While the Loudoun County tax rate may be declining, many homeowners could receive higher real estate property tax bills this spring due to rising assessments.
The value of the county’s taxable real estate climbed 6.6 percent from a year ago to $77.7 billion, Revenue Commissioner Robert Wertz Jr. told the Board of Supervisors on Feb. 6. That included new construction and lots — the increase was 3.4 percent without those.
Real estate or “real property” in Virginia is assessed at 100 percent of its fair market value. Real property tax bills are based on the assessment and the property tax rate, which is set annually by the Board of Supervisors.
While the average single-family detached home saw its value rise by 2.4 percent, some experienced larger increases. For instance, a 2,750-square-foot home in Ashburn rose by 3.1 percent to $603,820 after a 2.2 percent jump in 2017. The average value of townhomes crept up a little more at almost 4 percent.
Meanwhile, the value of commercial and industrial property rose by 10 percent over 2017 to $15.6 billion, according to county figures. About 18 percent of Loudoun’s real estate is commercial, while two-thirds is considered residential — single-family homes, townhomes and condos.
Another 3 percent is multi-family, which is considered nonresidential since it’s often owned by large companies as a business or investment even though people live there and pay taxes factored into rent. Some 8 percent is tax exempt like churches and public buildings.
While Loudoun has a higher percentage of nonresidential property than some counties such as Fairfax, it ranks behind others like Arlington. Officials have worked for years to increase the share of commercial property since it generally costs less in services than residential property.
If nonresidential assessments represent a low share of a county’s total property base, homeowners “typically need to pay more in property taxes each year just to maintain existing levels of service,” a report by the George Mason University Center for Regional Analysis says. “Jurisdictions that are not able to increase the taxable value of their commercial, multifamily, and industrial land must place a greater burden on homeowners, cut spending on public facilities and services, or do both.”
Loudoun data centers saw a big valuation jump in the past year — 35 percent — to $3.05 billion. Retail, the largest commercial category, increased by 10 percent to $3.5 billion. The third-highest sector, office, nudged up 4 percent to $2.6 billion.
Last year, the Board of Supervisors approved a 2-cent property tax cut to $1.125 per $100 in assessed value to fund the county’s $2.5 billion budget.
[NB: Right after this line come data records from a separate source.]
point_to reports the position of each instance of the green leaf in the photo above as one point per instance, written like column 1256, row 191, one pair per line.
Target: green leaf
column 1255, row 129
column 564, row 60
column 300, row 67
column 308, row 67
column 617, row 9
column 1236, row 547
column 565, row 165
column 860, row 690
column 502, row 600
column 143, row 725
The rate is still higher than the median real estate figure for Virginia counties of $1.07 per $100.
County Administrator Tim Hemstreet presented on Feb. 14 three scenarios for the fiscal 2019 budget based on an equalized tax rate of $1.09 per $100 of assessed value and rates at $1.10 and $1.08. The equalized rate takes into account average real property assessment increases.
The proposal at the $1.09 rate provides for an increase of $53.5 million to the school district over fiscal 2018. The school district is requesting about $10.8 million more than that and would receive an additional $8.2 million at the $1.10 rate. The difference would widen at the $1.08 level.
The school district gets about two-thirds of its funding from the county, which will consider the increased funding request along with other budget matters. Public hearings on the 2019 budget are slated for Feb. 27 and March 1 and 3. The board plans to adopt a budget by April 3.
Printed notices of new property assessments started being mailed on Feb. 2, while actual bills will be sent later. Assessments can also be checked on the county website. Payments are due June 5 and Dec. 5.
Property owners who believe their assessments are wrong can challenge them by filing an application to review online at www.loudoun.gov/reaa by March 5. Mail-in forms can be obtained at county libraries, community centers and other public buildings. After March 5, appeals can be made to the Board of Equalization.
“We urge people who [challenge assessments] to get their applications in early,” Wertz said.